Transformation de l’entreprise française

Publié le 13 février 2010 par Christophefaurie

Après-guerre l’économie française est dominée par des conglomérats, des « champions nationaux », qui sont une extension de l’État. Peu capitalisés et fortement endettés, ils sont étroitement contrôlés par l’État, qui régule les flux financiers. Leurs activités rentables épongent les pertes d'unités qui leur ont été confiées pour éviter le chômage de leurs employés. Ils sont dirigés par les grands commis de l’État, dont le rôle est plus d’appliquer une politique économique, en se coordonnant entre eux, que de développer des entreprises qu’ils connaissent mal.

Ces conglomérats sous-capitalisés et sous-managés sont inadaptés au changement des règles du capitalisme des années 80. On passe d’un système réglementé, à un système déréglementé et global. La bourse remplace les banques comme moyen de financement, l’échange d’actions devient un véhicule d’acquisition, les investisseurs américains envahissent le monde…

Les conglomérats avaient deux moyens de devenir performants dans un monde dirigé par la valeur actionnaire :

  1. La solution allemande : rendre transparente la structure du conglomérat. Ce qui permet une protection des actionnaires et une allocation optimale des ressources.
  2. La solution française : disloquer les conglomérats en unités spécialisées ; en laissant périr les activités non rentables. Ce choix s’explique par nos caractéristiques nationales. En Allemagne, le personnel est autonome, polyvalent donc facilement adaptable au changement, et bien formé par une formation professionnelle nationale, l’entreprise est, d’une certaine façon, « cogérée ». La France obéit au modèle taylorien : des cols blancs définissent des règles qu’appliquent des cols bleus spécialisés et formés par l’entreprise selon ses besoins. En outre il y a de multiples conflits : les dirigeants et les actionnaires majoritaires n’ont pas intérêt à la transparence allemande : elle profiterait aux employés et aux actionnaires minoritaires. L’entrée en force des investisseurs étrangers, américains surtout (en 2001, plus de 41% du CAC40 appartenait à l’étranger), qui sont favorables à la spécialisation, a accéléré la mutation.

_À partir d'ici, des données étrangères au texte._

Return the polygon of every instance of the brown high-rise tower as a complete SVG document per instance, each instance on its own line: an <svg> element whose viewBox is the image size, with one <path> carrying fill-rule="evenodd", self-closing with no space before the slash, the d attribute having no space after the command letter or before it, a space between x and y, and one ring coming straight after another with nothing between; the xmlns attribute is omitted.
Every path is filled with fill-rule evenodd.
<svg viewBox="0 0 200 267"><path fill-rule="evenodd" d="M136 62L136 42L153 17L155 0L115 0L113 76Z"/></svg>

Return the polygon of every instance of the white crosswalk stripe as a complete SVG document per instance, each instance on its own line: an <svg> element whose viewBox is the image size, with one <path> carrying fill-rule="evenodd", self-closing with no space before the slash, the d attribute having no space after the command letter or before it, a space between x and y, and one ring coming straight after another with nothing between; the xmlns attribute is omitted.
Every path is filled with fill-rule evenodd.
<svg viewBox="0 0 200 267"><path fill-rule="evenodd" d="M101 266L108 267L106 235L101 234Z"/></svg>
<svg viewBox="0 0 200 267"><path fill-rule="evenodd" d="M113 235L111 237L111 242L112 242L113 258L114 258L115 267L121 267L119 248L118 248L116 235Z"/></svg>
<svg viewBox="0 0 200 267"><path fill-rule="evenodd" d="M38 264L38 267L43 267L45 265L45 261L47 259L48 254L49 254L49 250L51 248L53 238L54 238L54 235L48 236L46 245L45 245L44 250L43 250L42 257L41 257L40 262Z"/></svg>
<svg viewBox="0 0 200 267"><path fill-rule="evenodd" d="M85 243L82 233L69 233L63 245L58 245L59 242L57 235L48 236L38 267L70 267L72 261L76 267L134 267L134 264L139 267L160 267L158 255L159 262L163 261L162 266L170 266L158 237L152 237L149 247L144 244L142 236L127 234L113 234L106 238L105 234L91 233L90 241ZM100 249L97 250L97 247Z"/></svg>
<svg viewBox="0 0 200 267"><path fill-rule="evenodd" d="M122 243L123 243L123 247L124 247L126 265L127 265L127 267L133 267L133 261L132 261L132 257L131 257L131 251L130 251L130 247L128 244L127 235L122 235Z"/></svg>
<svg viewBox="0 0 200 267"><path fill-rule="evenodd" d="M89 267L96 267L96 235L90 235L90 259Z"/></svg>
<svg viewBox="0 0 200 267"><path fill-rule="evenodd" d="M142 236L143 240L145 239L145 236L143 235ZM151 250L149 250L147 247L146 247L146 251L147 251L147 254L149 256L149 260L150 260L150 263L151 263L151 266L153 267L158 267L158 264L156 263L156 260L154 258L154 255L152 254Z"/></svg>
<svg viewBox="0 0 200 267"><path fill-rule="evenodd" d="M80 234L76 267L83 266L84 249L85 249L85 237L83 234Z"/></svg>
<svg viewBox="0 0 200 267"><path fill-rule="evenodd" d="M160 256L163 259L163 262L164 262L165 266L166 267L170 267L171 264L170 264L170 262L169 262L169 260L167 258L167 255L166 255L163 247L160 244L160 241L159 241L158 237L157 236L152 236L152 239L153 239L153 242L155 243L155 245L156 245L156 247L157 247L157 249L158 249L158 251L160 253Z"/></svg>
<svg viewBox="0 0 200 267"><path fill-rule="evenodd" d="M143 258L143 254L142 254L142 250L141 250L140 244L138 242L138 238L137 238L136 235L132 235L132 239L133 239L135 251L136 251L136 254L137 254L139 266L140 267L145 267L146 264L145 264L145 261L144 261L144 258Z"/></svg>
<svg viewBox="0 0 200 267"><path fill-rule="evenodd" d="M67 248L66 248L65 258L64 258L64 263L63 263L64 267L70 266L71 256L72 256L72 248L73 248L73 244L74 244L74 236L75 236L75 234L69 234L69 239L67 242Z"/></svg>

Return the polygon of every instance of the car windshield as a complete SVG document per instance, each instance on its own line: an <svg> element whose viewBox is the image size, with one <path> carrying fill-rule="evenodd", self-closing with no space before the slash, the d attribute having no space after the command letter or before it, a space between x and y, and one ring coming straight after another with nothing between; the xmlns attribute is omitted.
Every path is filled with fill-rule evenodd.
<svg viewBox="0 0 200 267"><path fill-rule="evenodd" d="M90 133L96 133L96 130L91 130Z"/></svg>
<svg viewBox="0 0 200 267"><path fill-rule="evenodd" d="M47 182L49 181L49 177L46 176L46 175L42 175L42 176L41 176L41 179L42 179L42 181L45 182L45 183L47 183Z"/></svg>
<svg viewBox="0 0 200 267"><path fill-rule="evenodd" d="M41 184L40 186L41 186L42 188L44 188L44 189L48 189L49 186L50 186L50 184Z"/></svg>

L’État français, qui, jusque-là, réglementait fermement les relations de travail (autorisations de licenciement...), s’est brutalement retiré. Ce qui a permis aux dirigeants de réformer leurs entreprises comme ils le désiraient, sans contrepoids. L’État semble aussi avoir fait une erreur : en essayant de constituer des noyaux durs, des participations croisées susceptibles de protéger les entreprises françaises de prise de contrôle extérieur, il les a affaiblies. Elles manquaient de capital, il l’a immobilisé dans des participations sans intérêt stratégique. Ce qui a facilité les prises de participation étrangères.

Commentaires

Une partie de la population française a fait les frais de cette transformation, mais était-elle parable ? Les faiblesses de l’édifice français sont structurelles : au fond, la France suit le modèle de l’Ancien régime, avec un État qui veut tout gérer, et qui est dépassé par la complexité de sa tâche, une élite superficielle, et une population peu qualifiée, du fait d’un système éducatif inadapté.

Compléments :

  • Ces idées viennent de GOYER, Michel, La transformation du gouvernement d’entreprise (in La France en mutation, 1980 – 2005, Presses de la fondation nationale des Sciences politiques, 2006).
  • La remis en cause du système de Bretton Woods a-t-il été le déclencheur de tous ces bouleversements ?
  • En fait, le gouvernement semble avoir tenté un changement qui aurait permis le sauvetage du modèle français, au moins dans son esprit : Le changement de l’économie française.